Researchers: Rhys Pullin, Cardiff University; Martin O’Neill, Cardiff University; Anna Croft, Bangor University; Martina Lahmann, Bangor University; and Hannah Dee, Aberystwyth University.

In this project, engineering, chemists, computer scientists and social scientists collaborated on an exploration of how the Higher Education sector can more effectively contribute to the social and economic regeneration of Wales.

SDDGThe project aimed to work in partnership with already established programmes and agencies to make the link between HE and social and economic regeneration, and to explore how these links can be developed and put into practice. A central concern was the low uptake of and achievement in STEM in disadvantaged communities in South Wales, and the researchers aimed to investigate how the development of the STEM agenda can best contribute to wider policy initiatives, as well as to develop a sustainable model of engagement and development that will contribute, in the long term, to developing the STEM agenda and contributing to Welsh government policy.

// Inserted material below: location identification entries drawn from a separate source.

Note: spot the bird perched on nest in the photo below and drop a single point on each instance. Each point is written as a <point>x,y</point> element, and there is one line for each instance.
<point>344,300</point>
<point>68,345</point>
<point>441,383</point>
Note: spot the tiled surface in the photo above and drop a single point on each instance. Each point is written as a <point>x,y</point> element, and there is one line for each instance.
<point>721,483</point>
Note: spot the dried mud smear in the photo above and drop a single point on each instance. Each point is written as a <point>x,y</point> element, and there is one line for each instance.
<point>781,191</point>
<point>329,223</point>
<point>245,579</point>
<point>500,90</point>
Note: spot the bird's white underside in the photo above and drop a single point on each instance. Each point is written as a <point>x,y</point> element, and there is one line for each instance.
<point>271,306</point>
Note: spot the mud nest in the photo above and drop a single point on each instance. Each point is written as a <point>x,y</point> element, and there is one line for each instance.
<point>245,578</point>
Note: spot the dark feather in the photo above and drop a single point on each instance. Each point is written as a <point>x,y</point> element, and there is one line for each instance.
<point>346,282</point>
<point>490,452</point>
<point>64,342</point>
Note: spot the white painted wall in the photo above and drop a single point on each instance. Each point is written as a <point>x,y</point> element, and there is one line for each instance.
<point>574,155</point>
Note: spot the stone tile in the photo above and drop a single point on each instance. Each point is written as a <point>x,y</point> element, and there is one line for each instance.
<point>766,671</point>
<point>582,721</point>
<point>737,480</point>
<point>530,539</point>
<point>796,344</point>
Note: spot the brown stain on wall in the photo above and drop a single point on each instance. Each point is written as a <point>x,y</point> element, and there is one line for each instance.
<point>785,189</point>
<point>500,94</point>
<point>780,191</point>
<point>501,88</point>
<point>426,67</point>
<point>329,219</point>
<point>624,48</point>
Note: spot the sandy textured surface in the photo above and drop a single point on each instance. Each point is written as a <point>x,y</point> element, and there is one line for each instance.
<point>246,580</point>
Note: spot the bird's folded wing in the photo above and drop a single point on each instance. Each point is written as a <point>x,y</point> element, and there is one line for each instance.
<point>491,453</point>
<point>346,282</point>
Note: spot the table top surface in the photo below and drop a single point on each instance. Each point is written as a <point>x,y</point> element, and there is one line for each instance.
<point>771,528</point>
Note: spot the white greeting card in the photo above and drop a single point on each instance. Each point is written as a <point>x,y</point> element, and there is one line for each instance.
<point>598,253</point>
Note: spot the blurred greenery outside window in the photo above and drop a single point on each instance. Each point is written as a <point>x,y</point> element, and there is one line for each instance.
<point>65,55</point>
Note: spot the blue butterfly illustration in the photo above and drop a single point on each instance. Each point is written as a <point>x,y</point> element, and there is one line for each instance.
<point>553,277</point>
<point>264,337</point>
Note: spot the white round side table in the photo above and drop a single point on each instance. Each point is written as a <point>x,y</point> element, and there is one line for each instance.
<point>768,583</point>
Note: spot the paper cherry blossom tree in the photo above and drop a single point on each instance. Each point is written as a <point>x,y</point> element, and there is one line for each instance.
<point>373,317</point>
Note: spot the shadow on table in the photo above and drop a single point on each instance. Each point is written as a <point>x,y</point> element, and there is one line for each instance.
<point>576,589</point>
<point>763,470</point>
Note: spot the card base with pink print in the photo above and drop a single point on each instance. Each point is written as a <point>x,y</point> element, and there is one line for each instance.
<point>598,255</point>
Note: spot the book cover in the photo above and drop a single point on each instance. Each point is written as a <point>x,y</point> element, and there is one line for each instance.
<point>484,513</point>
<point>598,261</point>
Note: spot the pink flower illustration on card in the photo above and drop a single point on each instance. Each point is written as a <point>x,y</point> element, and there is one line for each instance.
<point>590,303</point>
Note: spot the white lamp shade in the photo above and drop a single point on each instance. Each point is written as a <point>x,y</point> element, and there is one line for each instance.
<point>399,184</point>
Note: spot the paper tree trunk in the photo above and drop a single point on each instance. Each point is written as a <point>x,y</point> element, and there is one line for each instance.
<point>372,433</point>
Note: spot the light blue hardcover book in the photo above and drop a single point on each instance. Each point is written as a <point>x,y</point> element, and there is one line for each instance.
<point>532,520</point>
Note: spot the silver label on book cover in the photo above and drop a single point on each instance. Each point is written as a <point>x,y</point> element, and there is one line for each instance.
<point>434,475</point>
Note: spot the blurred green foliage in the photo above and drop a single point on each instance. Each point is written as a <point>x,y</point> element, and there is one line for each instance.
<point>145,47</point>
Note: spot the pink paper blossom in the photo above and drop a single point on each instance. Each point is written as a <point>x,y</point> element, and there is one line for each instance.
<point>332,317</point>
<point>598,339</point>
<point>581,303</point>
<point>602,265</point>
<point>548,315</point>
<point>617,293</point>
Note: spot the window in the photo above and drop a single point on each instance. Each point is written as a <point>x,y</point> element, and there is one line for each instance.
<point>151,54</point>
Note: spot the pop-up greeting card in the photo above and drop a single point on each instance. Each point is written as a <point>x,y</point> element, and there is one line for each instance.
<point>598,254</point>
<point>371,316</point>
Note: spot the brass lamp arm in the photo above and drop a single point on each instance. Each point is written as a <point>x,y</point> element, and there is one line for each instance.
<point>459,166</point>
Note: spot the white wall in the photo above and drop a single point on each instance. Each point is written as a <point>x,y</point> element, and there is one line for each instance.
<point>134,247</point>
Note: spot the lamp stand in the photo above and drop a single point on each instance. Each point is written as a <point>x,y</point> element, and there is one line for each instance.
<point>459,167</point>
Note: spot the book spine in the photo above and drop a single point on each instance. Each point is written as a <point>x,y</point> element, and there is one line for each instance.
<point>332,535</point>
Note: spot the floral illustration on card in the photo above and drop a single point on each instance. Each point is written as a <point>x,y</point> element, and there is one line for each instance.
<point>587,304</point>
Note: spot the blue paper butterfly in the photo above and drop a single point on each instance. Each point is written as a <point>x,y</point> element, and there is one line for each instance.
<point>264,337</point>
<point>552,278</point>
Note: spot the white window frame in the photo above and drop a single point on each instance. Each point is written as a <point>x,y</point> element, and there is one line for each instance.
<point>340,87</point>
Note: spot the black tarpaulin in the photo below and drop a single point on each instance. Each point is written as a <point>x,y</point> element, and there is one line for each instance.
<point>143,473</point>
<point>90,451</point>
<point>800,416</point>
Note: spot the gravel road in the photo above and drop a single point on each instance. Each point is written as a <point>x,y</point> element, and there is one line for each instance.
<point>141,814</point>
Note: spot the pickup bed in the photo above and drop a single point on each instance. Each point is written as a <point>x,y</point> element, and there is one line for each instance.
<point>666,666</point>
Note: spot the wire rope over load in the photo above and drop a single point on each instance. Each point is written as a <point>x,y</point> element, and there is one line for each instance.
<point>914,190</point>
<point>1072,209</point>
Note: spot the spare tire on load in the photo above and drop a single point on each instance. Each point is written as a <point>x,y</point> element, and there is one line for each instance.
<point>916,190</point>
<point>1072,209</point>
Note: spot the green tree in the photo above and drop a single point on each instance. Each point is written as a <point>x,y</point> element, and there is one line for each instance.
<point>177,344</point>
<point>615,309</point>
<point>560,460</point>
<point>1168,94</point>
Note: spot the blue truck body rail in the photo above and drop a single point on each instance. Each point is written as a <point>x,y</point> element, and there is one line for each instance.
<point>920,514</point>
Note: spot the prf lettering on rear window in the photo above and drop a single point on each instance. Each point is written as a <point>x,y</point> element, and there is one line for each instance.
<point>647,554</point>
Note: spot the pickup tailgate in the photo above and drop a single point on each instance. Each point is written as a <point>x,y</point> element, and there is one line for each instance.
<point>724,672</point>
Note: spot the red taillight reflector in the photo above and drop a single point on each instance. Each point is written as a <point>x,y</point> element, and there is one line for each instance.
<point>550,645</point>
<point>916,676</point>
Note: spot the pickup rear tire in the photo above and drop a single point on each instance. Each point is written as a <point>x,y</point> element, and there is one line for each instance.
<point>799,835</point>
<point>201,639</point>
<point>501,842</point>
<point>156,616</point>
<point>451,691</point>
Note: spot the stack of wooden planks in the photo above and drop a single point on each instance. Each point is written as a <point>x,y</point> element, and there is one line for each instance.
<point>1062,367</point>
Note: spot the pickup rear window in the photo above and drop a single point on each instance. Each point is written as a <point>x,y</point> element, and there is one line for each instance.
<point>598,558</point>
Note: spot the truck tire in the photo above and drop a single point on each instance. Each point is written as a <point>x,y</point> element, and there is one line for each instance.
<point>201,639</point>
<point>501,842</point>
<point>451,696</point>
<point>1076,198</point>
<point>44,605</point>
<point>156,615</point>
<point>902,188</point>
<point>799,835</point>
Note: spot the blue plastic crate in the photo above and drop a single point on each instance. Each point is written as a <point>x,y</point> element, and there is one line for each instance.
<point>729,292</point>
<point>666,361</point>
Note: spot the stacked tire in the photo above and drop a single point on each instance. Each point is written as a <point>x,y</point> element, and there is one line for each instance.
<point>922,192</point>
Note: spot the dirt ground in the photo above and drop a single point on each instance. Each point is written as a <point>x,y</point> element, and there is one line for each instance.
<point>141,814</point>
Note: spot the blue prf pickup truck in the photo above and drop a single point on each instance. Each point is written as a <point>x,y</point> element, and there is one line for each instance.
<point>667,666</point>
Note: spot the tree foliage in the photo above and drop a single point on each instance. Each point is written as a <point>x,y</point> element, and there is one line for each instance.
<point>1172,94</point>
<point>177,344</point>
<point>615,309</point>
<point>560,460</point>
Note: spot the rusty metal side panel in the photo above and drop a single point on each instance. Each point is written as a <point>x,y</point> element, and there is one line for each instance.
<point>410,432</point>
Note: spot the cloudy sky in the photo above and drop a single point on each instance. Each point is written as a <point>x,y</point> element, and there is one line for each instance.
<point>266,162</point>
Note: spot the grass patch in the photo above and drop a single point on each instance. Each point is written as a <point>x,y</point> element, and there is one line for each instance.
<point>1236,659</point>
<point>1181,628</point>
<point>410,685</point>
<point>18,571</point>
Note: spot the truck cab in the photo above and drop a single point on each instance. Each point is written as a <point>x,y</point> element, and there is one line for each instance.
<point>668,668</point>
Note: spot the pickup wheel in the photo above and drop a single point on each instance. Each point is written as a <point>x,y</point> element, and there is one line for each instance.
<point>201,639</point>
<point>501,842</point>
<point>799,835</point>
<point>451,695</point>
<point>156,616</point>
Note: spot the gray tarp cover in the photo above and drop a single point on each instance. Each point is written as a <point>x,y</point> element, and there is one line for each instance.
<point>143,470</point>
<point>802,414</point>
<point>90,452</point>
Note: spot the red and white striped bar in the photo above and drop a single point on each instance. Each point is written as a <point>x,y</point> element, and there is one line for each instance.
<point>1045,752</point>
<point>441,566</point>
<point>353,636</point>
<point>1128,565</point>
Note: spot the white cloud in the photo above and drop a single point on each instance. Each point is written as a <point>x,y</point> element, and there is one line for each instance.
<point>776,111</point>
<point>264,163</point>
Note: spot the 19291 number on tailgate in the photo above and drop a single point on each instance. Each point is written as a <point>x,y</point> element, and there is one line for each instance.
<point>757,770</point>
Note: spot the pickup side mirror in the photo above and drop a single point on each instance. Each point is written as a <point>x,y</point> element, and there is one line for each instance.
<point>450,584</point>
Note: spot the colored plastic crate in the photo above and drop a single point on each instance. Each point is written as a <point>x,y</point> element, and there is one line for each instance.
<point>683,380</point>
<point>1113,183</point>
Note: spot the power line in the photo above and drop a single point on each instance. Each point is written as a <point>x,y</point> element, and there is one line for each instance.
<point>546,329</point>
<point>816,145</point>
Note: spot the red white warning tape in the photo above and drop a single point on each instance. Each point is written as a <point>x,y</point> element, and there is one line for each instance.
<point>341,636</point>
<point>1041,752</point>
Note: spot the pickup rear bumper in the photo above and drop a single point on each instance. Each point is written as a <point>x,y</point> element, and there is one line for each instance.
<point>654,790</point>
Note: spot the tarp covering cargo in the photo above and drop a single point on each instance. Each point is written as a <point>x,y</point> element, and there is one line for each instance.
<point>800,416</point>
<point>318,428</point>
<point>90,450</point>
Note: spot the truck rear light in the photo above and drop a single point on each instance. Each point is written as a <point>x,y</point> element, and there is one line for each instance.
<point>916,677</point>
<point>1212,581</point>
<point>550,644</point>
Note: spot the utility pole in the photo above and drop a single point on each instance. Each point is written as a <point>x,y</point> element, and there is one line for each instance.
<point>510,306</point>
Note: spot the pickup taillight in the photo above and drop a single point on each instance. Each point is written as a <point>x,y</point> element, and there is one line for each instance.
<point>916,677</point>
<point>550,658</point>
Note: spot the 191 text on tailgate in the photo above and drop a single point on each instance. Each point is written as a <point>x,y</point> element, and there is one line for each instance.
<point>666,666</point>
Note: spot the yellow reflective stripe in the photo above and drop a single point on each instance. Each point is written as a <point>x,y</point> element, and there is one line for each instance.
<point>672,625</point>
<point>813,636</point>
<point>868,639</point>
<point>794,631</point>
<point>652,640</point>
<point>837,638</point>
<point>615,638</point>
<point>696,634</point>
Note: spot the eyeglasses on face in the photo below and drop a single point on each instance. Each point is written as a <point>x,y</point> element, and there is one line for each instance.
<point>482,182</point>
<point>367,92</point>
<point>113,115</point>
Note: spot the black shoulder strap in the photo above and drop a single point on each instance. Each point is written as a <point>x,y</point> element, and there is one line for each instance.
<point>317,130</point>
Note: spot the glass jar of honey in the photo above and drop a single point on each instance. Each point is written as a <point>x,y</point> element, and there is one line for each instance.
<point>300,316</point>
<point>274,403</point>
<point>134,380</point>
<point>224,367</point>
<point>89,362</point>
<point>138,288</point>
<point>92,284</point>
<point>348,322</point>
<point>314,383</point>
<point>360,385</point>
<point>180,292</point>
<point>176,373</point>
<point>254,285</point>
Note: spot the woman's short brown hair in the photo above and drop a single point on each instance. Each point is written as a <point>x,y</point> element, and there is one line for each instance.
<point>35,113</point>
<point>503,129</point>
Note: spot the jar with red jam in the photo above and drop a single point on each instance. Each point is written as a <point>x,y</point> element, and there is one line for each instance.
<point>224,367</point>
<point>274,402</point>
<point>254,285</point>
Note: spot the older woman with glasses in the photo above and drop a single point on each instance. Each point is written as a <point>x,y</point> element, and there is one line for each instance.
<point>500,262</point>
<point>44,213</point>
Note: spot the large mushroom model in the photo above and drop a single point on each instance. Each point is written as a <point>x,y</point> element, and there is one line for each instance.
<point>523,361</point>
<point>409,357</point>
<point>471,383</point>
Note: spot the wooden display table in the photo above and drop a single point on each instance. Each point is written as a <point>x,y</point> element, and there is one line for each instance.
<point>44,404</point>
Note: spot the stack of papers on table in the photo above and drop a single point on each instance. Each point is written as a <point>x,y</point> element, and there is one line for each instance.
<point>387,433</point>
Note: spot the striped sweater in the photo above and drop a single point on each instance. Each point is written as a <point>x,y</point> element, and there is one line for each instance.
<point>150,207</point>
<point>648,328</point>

Two national seminars were completed to establish a network of like-minded stakeholders throughout Wales. These were very successful with a number of interesting outcomes. Future work is already underway through the Cardiff University Futures Group where key elements identified in this project will input into a practical investigation in a Cardiff community. In addition, industrial engagement and STEM will form part of future research under the Cardiff Postgraduate Certificate in University and Teaching Learning modules (PCUTL).

More projects.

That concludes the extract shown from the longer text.